What does handwriting do that a text can’t?

These days, with texting being so prevalent, it’s really become sort of an incantation or magic spell. It’s using an ancient technology – handwriting – to impart your personality and thoughts and wishes, warts and all. If you misspell something handwritten, that’s part of your personality, it has nothing to do with spellcheck. In my shop, and in my house, your handwriting is an expression of how much you give a shit.

If we let digital home assistants like Echo, Alexa, and Google Home do everything for us, is it feasible humans will start to de-evolve?

I’m considered some sort of macho, wood-chopping bloke, but I’m very aware of how much softer I am than my ancestors, even my parents’ generation because they didn’t have air conditioning (I didn’t have it as a kid) or even power steering. All these things that have become old technology are consistently making us less good at surviving.

In a way, writing a card is like an homage to the opposable thumb that our ancestors grew for us, to not let it go to waste.

I understand a lot of schools have quit teaching handwriting, which is terrifying. It has a homogenizing effect that we’re all just going to become the same phrasing and set of emojis, rather than having any personality or craftsmanship.
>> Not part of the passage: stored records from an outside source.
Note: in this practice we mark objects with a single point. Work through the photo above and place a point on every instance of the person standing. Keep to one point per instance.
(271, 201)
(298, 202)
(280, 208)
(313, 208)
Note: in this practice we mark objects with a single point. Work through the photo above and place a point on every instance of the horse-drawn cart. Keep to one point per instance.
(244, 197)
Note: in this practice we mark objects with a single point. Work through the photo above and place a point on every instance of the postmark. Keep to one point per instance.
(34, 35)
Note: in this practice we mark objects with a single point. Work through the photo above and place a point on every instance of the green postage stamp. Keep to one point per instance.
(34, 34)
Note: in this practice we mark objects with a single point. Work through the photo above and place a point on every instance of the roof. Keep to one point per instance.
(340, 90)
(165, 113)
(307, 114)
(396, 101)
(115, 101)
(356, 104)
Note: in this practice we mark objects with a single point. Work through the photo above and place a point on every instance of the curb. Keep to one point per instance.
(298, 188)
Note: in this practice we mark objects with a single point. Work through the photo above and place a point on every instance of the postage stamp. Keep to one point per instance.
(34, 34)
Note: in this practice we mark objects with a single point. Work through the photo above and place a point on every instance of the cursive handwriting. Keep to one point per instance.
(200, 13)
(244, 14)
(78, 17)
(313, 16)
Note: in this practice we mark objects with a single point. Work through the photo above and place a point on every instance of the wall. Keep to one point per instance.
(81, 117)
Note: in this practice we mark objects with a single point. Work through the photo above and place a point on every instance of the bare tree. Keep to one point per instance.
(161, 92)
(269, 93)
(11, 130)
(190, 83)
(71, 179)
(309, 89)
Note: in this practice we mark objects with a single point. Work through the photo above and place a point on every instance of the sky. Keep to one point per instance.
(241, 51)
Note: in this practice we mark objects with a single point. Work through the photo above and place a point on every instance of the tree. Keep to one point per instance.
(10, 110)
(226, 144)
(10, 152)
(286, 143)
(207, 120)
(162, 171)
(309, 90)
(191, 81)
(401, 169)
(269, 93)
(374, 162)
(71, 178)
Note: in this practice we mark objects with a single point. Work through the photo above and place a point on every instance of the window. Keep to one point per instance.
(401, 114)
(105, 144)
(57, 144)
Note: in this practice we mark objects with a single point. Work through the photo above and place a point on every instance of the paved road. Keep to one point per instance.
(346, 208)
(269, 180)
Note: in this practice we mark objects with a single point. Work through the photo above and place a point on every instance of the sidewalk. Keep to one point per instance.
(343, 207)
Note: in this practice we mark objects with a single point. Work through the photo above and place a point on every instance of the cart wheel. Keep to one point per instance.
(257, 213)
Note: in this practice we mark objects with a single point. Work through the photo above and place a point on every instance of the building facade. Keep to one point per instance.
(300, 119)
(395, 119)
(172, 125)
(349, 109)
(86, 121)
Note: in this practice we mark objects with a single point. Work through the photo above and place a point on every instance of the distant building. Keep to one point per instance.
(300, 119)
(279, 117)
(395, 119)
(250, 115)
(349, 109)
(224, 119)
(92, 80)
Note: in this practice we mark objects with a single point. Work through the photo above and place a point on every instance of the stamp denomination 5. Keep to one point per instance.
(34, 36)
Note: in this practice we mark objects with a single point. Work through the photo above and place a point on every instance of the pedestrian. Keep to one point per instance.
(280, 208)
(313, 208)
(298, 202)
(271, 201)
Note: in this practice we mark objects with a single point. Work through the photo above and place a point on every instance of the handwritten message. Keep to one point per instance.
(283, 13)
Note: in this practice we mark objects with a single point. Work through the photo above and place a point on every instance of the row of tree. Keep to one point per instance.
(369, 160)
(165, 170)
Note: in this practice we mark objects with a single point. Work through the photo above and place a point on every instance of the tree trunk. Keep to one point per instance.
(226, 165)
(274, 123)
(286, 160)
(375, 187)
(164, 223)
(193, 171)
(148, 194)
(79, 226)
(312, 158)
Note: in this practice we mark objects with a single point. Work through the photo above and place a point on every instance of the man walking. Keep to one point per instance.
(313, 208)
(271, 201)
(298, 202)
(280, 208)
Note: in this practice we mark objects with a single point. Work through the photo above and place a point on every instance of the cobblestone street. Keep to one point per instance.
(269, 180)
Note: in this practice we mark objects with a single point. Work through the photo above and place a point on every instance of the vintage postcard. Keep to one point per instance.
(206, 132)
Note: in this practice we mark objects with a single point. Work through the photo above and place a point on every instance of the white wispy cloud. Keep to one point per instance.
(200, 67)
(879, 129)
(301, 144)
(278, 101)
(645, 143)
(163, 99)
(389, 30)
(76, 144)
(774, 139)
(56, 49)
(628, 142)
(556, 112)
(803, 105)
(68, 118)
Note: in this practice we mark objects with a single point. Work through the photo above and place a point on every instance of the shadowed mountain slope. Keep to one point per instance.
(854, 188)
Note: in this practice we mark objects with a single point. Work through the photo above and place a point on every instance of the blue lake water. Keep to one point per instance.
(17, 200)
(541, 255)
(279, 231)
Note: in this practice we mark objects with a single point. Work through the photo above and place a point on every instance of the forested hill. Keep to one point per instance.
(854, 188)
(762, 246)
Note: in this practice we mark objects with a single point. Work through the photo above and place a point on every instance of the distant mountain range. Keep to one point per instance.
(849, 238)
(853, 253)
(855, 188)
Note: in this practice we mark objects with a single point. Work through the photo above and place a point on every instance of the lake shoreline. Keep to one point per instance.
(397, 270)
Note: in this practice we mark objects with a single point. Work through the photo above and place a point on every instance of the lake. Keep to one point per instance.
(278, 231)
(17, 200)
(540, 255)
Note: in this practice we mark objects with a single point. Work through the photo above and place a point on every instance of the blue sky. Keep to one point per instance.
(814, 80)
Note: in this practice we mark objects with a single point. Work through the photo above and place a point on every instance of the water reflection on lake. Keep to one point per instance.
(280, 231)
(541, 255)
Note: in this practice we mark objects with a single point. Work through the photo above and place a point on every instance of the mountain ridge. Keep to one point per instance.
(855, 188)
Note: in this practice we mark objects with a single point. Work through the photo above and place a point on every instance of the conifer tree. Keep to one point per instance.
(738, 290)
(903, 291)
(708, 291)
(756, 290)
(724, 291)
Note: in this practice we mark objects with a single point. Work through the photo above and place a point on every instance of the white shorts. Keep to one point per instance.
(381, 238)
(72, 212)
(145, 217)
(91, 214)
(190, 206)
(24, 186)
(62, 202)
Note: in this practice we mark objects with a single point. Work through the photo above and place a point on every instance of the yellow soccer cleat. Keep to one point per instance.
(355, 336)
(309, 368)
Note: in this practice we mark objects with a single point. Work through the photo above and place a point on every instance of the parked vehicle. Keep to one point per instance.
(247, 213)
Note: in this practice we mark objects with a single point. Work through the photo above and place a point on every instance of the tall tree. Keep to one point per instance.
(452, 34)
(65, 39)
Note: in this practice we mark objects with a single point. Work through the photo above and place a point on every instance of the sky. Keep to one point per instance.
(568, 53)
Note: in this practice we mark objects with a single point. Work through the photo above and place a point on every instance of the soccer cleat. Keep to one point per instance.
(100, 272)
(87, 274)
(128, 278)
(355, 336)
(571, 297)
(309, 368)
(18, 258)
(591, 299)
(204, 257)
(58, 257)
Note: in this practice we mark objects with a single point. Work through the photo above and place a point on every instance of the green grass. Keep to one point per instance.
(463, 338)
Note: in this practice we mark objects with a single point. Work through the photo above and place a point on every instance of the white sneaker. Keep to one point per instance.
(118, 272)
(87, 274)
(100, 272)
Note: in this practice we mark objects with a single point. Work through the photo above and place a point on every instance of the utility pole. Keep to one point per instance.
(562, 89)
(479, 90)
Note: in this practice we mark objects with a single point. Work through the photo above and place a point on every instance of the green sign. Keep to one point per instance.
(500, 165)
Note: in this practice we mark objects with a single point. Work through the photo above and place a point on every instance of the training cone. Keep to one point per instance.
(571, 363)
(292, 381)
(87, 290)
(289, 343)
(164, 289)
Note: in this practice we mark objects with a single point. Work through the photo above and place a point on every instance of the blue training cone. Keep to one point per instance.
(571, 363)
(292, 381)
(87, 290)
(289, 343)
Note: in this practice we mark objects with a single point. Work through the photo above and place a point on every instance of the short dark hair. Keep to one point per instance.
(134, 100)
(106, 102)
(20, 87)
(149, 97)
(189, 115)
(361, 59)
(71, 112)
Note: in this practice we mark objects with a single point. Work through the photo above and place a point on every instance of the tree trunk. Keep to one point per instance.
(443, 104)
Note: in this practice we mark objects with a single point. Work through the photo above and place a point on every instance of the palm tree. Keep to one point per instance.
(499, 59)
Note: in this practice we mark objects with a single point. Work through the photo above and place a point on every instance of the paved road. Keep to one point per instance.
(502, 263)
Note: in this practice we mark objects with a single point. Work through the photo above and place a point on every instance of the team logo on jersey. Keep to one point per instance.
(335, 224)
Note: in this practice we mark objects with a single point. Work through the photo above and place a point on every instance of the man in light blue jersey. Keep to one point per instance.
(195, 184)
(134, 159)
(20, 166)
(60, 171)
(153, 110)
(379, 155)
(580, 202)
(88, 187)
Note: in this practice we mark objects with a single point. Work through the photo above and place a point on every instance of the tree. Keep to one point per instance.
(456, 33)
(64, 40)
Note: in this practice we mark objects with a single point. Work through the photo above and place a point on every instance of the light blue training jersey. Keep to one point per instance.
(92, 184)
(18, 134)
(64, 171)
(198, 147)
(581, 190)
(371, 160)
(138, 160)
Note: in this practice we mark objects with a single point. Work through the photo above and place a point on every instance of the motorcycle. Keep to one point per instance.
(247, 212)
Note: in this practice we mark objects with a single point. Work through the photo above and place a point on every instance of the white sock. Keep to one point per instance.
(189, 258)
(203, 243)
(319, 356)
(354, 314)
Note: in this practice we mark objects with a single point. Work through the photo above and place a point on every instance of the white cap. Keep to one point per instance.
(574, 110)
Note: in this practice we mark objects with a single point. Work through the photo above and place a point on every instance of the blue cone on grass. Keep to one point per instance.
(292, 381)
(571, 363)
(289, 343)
What if there was robot tech that could actually trim a mustache or beard, would you use it?

I would not, for many reasons. But specifically because I don’t ever trim my mustache and beard. And also because I am not really interested in personal grooming beyond cleanliness but if I were, I would by god take care of it myself.

For the final part here, I’m going to name a series of technologies at this year’s CES show. Please give your quick impressions of what you think… Here we go.

Levitating speaker…
I have interacted with it and apparently there is something to be said for the levitating tweeter sitting over the woofer base, not vibrating. But I just wanted to go after it with a hockey stick. It looks like a floating puck.

Automated fishing device that catches fish for you while you kick back on deck…

Wearable airbags…

A fridge cam that identifies expired products…

A concept car that actually feels “human emotion”…
Bullshit. Give me a three on the tree.

Automatic laundry fluffer and folder…

A toothbrush that actually records your daily brushings…
There’s some medical value to that, but I like to put my friend’s toothbrushes up my butt and I’m not interested in that being photographed.

An app that can identify digitized smells…
That can be valuable. Don’t bring it too close to me.

Self-cleaning cat litter dispenser…
That sounds like the most valuable technology you’ve named so far.

The world’s first vibrating tight cut jeans
Listen, far be it for me to deny a woman her pleasure, however she may come about deriving it.

An app that tests male fertility… would Ron Swanson ever use that?
For Ron Swanson, I think it would probably crash if used on him… There’s a lot of good to be known in the realm of male fertility, so I’ll give that a thumb up. I have a technique for testing male fertility, by the way, but it’s expensive and impolite.